Vampire Circus (1972)

          Among the last period pieces that England’s Hammer Film Productions made during their celebrated original run of Gothic-horror flicks, Vampire Circus offers a humorless onslaught of nudity, sex, and violence. However, the best Hammer pictures have a little something extra, whether it's the swashbuckling energy of the early Lee-Cushing adventures or the brazen sexiness of, say, the so-called “Karnstein Trilogy.” To be clear, Vampire Circus has energy to burn, thanks to a veritable explosion of frenetic onscreen activity—this lurid film has everything from acrobatics to erotic dancing to outrageous gore. What it doesn’t have is distinctive characters or a memorable storyline. By stuffing in so many different elements, up to and including people who shape-shift into various animals, Vampire Circus ends up being tiresome. Voracious horror fans may enjoy consuming this picture like the fare at an all-you-can-eat buffet, but mere mortals will get their fill quickly.

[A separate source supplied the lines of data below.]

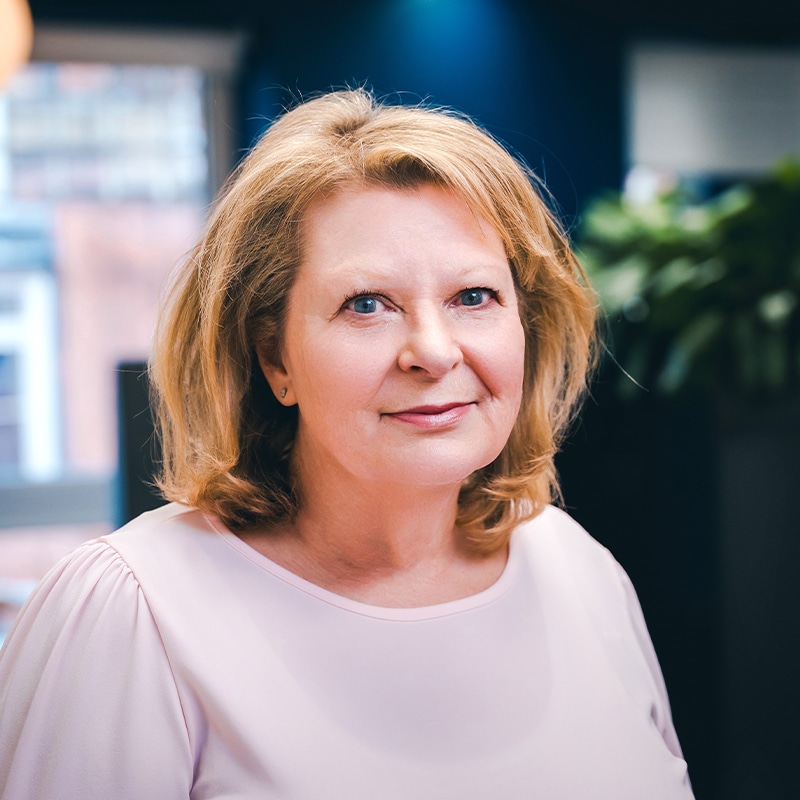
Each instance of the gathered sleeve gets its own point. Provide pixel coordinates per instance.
(89, 709)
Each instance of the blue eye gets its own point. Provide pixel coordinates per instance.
(364, 305)
(472, 297)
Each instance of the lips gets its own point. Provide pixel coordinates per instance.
(432, 416)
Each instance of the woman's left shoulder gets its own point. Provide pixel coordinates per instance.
(554, 535)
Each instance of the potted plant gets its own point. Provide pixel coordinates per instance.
(702, 295)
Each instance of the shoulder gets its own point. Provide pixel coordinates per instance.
(556, 536)
(567, 563)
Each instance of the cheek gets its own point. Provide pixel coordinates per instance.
(507, 360)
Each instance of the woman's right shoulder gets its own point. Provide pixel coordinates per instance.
(83, 676)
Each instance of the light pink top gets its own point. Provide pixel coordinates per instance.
(170, 660)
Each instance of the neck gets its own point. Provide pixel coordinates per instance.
(379, 529)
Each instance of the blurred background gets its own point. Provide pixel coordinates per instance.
(667, 134)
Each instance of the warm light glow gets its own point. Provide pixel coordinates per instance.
(16, 37)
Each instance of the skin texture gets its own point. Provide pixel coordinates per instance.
(404, 352)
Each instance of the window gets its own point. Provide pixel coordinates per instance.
(111, 146)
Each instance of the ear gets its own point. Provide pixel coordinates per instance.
(277, 377)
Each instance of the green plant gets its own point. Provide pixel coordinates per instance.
(702, 296)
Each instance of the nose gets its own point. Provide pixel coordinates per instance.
(430, 345)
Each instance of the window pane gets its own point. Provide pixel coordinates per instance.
(103, 187)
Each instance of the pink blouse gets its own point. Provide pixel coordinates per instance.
(171, 660)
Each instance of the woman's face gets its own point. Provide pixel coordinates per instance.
(404, 350)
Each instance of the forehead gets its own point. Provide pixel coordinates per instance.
(379, 224)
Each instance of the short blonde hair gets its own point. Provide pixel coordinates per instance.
(226, 441)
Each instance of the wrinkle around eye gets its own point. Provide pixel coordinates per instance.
(366, 305)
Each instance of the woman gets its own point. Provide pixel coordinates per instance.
(360, 590)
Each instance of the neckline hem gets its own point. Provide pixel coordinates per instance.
(392, 613)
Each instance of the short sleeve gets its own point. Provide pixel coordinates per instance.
(661, 714)
(89, 709)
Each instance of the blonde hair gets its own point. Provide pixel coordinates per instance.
(226, 441)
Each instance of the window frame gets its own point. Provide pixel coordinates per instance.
(219, 56)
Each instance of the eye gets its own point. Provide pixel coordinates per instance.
(475, 297)
(364, 304)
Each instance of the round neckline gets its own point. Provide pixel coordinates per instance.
(390, 613)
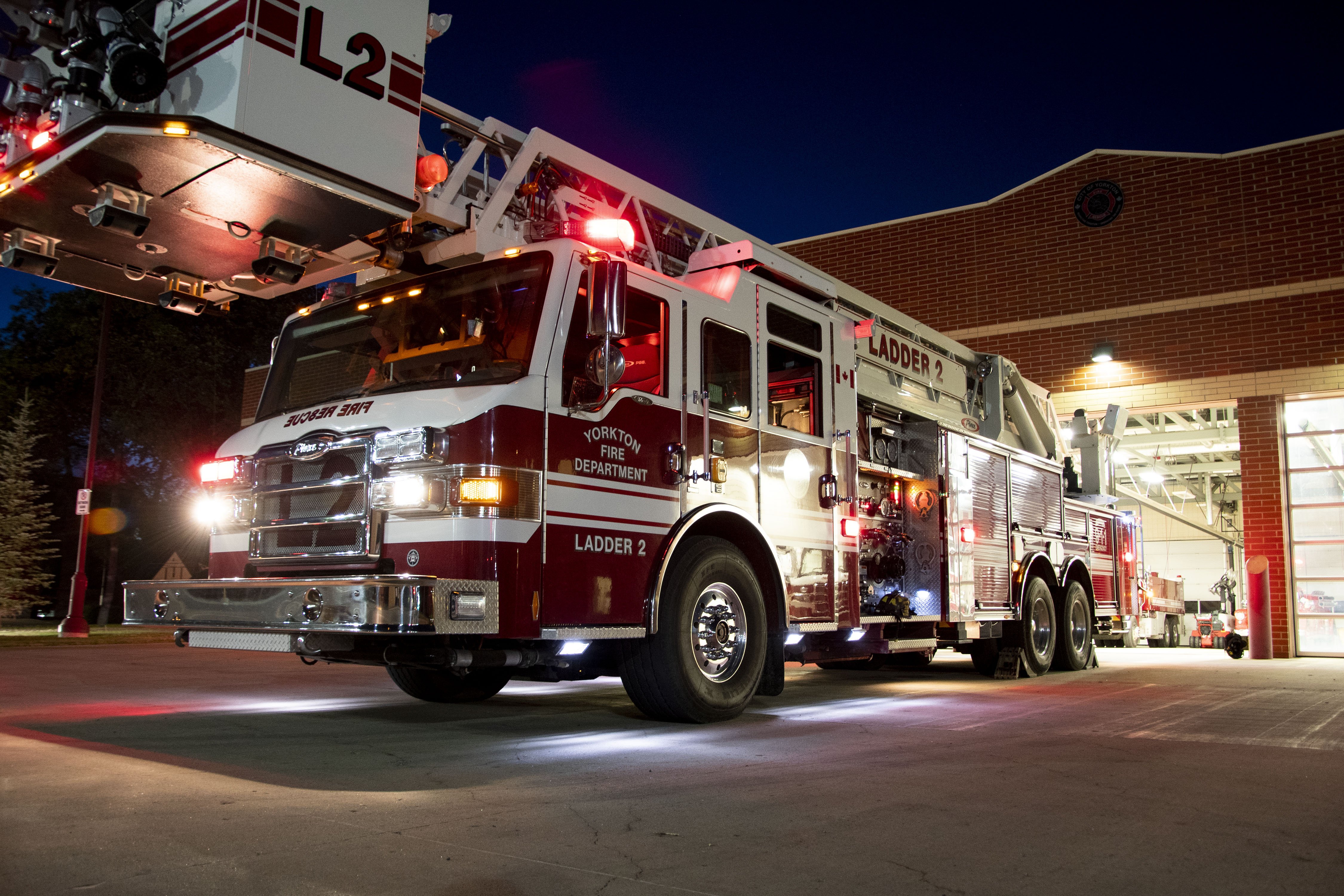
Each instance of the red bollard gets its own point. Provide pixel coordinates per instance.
(1257, 606)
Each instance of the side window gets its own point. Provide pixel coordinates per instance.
(795, 386)
(728, 369)
(644, 349)
(791, 327)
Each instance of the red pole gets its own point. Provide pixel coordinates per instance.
(1257, 606)
(74, 625)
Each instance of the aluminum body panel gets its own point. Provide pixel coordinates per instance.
(401, 605)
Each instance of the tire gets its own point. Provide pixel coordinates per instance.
(984, 656)
(1037, 632)
(445, 687)
(1073, 651)
(709, 653)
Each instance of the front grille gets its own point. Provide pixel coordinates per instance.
(314, 507)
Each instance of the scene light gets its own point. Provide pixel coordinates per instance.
(218, 472)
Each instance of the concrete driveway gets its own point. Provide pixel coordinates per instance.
(148, 769)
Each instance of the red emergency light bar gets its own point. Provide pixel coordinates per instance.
(615, 234)
(220, 472)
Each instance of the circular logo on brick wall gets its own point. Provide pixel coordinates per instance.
(1098, 203)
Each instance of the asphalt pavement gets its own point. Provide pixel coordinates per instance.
(150, 769)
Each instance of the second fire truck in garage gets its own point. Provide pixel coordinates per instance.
(568, 425)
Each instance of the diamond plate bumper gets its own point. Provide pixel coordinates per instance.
(388, 604)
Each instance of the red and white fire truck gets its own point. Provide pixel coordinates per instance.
(566, 425)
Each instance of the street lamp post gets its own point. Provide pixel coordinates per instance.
(74, 625)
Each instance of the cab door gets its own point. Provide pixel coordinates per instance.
(609, 504)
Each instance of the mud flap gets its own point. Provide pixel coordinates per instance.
(772, 678)
(1011, 665)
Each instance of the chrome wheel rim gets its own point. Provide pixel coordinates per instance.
(1039, 628)
(718, 632)
(1078, 625)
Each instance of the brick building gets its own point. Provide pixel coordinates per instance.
(1219, 285)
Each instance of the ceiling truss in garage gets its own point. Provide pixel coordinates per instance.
(1178, 456)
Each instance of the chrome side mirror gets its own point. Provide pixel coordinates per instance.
(607, 299)
(605, 366)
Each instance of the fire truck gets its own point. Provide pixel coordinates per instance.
(564, 425)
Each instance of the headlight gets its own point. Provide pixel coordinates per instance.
(409, 493)
(421, 444)
(224, 510)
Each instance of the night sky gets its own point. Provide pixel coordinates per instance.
(794, 122)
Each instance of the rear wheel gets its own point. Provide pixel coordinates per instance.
(1073, 653)
(709, 653)
(1035, 633)
(447, 687)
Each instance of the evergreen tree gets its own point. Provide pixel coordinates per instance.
(25, 524)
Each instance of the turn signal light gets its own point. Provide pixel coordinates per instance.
(220, 472)
(487, 491)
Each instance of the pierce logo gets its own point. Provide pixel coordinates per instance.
(308, 449)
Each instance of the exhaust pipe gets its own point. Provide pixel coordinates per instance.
(398, 655)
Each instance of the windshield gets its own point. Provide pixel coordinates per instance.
(464, 327)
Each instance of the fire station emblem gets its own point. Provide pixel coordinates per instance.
(1098, 203)
(924, 503)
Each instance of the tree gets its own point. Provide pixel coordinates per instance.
(25, 523)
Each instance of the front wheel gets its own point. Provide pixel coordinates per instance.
(1035, 633)
(1074, 649)
(709, 653)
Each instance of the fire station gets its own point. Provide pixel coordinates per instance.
(1203, 293)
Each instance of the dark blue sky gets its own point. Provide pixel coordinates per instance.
(800, 120)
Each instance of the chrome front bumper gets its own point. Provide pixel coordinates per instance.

          Set in 19th-century Austria, the movie starts in an appropriately sensational fashion. Villagers storm the castle where an aristocratic bloodsucker has taken a sexy local girl for a lover. With his dying breath, the vampire curses the villagers. Fifteen years later, a circus comes to town, and mayhem ensues, because the gypsies operating the circus are supernatural monsters and their mortal thralls. It’s the count’s curse coming true. Some scenes in Vampire Circus are almost hypnotically weird, notably the vignette of a sexy dance involving a bald woman who is nude except for tiger-stripe body paint. Other scenes are almost comically grotesque, including one bit with dead children and another during which various animals are slaughtered. None of it adds up to much, although fans craving lizard-brain stimulation can savor lengthy views at nubile female flesh as well as lingering looks at blood and viscera. And while the cast lacks big names, the actor playing the circus strongman is David Prowse, best known for appearing onscreen in A Clockwork Orange (1971) and for inhabiting Darth Vader’s costume in the first three Star Wars movies.